It can be a nice feeling to have a good credit score. The fact that it will be easier to apply for loans can ease your stress. With all the work you've done, you may want to share it with others, especially a friend who needs a loan co-signed. You should still keep up with your credit card payments and pay down your balance, but think before you go through with this situation. While helping a buddy out with his or her finances can make you feel pretty nice, you should avoid co-signing the loan. All the work you did to get your score to a higher rating can be quickly erased if you decide to go this route. Here are a few reasons why you shouldn't co-sign a loan:
Your conscience may feel good at the end of the day, but there is little upside that will come out of co-signing a loan. It's basically a no-win situation for yourself, as you're taking on all the risk and will not benefit from the loan.

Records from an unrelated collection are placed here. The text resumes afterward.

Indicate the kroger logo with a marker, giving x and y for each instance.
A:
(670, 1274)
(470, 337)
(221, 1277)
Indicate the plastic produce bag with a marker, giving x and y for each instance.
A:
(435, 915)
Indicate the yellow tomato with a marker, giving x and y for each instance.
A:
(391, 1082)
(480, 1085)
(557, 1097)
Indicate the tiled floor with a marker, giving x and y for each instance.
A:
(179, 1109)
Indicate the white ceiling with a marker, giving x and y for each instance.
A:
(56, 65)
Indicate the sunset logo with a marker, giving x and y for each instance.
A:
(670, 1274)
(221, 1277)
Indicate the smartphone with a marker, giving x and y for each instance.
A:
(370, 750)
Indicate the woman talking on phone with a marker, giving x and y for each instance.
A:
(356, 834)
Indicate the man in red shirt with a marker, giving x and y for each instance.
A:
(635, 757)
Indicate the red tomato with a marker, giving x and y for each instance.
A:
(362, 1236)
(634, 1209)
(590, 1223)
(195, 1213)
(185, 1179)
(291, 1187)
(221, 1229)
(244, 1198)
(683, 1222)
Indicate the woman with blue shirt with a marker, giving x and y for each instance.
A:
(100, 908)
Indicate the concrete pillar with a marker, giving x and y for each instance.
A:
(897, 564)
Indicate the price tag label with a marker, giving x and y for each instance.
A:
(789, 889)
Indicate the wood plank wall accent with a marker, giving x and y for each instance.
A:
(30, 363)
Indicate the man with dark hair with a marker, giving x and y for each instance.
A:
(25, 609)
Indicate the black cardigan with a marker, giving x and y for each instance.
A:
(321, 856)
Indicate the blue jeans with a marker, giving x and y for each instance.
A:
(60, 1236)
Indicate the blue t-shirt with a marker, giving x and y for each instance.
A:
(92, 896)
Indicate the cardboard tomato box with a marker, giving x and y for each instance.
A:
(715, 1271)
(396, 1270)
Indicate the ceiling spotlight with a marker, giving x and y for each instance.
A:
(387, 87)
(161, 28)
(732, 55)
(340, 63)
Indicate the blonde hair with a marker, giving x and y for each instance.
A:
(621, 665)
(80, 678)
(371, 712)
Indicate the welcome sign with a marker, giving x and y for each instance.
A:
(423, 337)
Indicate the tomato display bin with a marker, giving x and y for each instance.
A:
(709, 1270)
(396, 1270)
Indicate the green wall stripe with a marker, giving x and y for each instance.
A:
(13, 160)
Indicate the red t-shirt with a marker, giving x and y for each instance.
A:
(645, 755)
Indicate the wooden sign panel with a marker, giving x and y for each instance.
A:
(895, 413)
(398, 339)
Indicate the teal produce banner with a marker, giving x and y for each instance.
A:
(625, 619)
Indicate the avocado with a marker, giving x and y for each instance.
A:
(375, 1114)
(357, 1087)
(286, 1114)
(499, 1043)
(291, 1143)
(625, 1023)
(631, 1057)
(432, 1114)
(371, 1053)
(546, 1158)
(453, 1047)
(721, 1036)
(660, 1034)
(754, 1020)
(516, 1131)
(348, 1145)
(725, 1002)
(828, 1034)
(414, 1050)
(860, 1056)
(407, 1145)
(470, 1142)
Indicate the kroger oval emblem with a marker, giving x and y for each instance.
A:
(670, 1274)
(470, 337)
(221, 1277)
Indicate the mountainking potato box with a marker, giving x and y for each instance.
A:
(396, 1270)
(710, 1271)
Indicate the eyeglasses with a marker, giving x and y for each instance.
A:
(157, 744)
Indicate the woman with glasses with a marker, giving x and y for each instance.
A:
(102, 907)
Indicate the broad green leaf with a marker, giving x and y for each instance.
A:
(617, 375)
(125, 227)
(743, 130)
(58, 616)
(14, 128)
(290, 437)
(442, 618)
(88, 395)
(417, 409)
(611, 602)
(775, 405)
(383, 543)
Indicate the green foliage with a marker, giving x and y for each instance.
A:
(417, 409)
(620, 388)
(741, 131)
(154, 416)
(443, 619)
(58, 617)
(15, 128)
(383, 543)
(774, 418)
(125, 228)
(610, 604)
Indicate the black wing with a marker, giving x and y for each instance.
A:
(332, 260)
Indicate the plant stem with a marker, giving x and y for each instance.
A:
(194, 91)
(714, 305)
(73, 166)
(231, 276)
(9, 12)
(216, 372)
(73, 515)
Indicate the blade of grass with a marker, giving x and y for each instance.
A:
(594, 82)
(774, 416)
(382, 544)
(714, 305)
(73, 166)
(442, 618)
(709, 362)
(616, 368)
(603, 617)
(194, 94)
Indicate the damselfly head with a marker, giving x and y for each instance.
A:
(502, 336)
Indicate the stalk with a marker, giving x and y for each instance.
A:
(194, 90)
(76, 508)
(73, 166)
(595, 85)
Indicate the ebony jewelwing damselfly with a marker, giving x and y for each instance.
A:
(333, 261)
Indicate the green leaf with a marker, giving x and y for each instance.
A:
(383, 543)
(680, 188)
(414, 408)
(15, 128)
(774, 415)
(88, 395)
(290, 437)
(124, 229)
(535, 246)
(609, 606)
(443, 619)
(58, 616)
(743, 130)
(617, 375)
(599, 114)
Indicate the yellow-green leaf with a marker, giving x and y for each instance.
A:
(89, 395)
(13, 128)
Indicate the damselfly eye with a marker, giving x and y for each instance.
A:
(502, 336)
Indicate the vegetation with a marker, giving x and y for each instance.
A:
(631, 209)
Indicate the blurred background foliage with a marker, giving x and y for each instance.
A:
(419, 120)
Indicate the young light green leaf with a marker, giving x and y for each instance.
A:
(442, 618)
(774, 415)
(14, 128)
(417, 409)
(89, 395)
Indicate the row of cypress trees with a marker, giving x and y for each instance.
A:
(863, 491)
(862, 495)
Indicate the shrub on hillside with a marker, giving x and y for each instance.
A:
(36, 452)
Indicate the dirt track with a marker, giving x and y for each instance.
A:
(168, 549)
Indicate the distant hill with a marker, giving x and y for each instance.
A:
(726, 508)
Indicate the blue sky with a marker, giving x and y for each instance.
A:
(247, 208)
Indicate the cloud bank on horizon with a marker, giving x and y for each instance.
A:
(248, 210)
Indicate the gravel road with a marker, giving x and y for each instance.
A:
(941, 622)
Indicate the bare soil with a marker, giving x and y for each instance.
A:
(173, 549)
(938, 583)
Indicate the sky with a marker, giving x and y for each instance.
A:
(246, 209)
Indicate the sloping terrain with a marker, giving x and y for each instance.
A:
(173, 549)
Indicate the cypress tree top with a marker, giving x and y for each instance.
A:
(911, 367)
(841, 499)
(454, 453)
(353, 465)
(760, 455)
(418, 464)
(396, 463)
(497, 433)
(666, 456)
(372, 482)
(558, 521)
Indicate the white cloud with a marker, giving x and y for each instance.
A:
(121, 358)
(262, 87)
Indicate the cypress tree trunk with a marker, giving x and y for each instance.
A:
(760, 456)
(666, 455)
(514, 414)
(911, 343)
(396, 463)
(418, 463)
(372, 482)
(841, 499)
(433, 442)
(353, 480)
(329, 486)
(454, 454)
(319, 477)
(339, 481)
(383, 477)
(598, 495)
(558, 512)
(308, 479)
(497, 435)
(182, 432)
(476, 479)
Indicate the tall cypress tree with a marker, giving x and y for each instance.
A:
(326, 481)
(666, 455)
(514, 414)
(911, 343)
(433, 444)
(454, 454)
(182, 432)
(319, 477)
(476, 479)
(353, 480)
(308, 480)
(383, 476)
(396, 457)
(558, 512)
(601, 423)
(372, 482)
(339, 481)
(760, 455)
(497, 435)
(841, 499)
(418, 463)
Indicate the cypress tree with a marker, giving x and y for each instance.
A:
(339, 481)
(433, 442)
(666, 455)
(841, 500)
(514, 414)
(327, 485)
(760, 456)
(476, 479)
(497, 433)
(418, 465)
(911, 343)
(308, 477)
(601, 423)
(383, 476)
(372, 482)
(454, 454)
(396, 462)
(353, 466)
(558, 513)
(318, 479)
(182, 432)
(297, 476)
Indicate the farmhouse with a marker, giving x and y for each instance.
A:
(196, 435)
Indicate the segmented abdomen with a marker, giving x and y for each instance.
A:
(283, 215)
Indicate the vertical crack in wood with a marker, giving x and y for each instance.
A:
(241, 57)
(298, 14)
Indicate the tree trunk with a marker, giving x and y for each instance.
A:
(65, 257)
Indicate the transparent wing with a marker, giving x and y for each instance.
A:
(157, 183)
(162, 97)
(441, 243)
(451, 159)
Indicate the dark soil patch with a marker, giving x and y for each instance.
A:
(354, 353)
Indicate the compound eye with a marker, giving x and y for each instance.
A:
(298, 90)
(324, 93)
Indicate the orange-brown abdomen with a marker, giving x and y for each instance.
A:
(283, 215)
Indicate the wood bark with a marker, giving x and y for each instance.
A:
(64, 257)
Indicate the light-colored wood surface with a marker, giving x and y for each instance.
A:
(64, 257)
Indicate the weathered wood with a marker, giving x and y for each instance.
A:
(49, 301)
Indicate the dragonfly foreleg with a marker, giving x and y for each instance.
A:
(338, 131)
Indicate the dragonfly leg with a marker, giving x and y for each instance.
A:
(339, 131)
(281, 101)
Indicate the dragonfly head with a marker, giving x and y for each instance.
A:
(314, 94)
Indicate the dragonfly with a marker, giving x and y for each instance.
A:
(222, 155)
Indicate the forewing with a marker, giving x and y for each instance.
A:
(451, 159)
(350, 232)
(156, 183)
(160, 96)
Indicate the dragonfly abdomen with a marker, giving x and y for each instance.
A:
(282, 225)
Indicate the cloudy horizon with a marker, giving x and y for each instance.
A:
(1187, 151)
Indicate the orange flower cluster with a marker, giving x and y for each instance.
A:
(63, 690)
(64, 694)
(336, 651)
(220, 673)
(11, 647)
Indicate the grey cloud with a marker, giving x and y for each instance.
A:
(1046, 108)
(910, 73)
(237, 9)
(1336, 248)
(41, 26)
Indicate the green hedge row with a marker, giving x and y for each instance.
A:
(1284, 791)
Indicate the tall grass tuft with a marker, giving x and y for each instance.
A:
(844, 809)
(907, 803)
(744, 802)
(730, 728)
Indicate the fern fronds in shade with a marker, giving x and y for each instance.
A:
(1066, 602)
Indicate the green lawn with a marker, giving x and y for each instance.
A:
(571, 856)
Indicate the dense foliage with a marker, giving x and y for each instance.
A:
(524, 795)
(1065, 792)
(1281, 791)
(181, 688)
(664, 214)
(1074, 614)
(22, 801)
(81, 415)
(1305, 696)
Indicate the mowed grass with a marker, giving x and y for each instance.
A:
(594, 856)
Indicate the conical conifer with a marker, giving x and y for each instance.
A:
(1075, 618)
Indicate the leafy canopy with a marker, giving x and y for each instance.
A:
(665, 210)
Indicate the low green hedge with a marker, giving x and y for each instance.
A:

If the borrower who originally asked you to co-sign a loan defaults, you have a long road ahead of you. First, if the other co-signer has not made payments on time, you will start to see the impact on your credit score. If the borrower defaults on the loan, you will be responsible for repayment. Many lenders will present you with a short repayment schedule. For instance, Bankrate reported that there could only be 12 payments. Depending on the size of the loan, this small length of repayment could hurt your overall finances because it could be more expensive. You may have to reconfigure your budget and save more to accommodate this new line of debt.
Continuous missed payments can hurt your credit score, because a default could stay on your credit report and you might be sued. Because you have the higher credit score and are the most trusted of the two who signed for the loan, a lender will come after you to repay it. Failure to cooperate with the lender could mean you will be sued to recoup the lender for its losses. The settlement could be costly, and you may have to pay court costs, attorney fees and any late charges.
In danger of being a tax liability
In some instances, a lender may not want to sue you, so it will agree to settle part of the loan. You could have a tax liability if you go this route. For instance, if you need to pay the lender $5,000 and you settle for $2,000, you will have to report the $3,000 as debt-forgiveness income on your tax return. This could show up on your credit report, thus hurting your finances for years to come.
While your finances and credit can be hurt during this process, your relationship with the borrower can be damaged too, as trust is lost.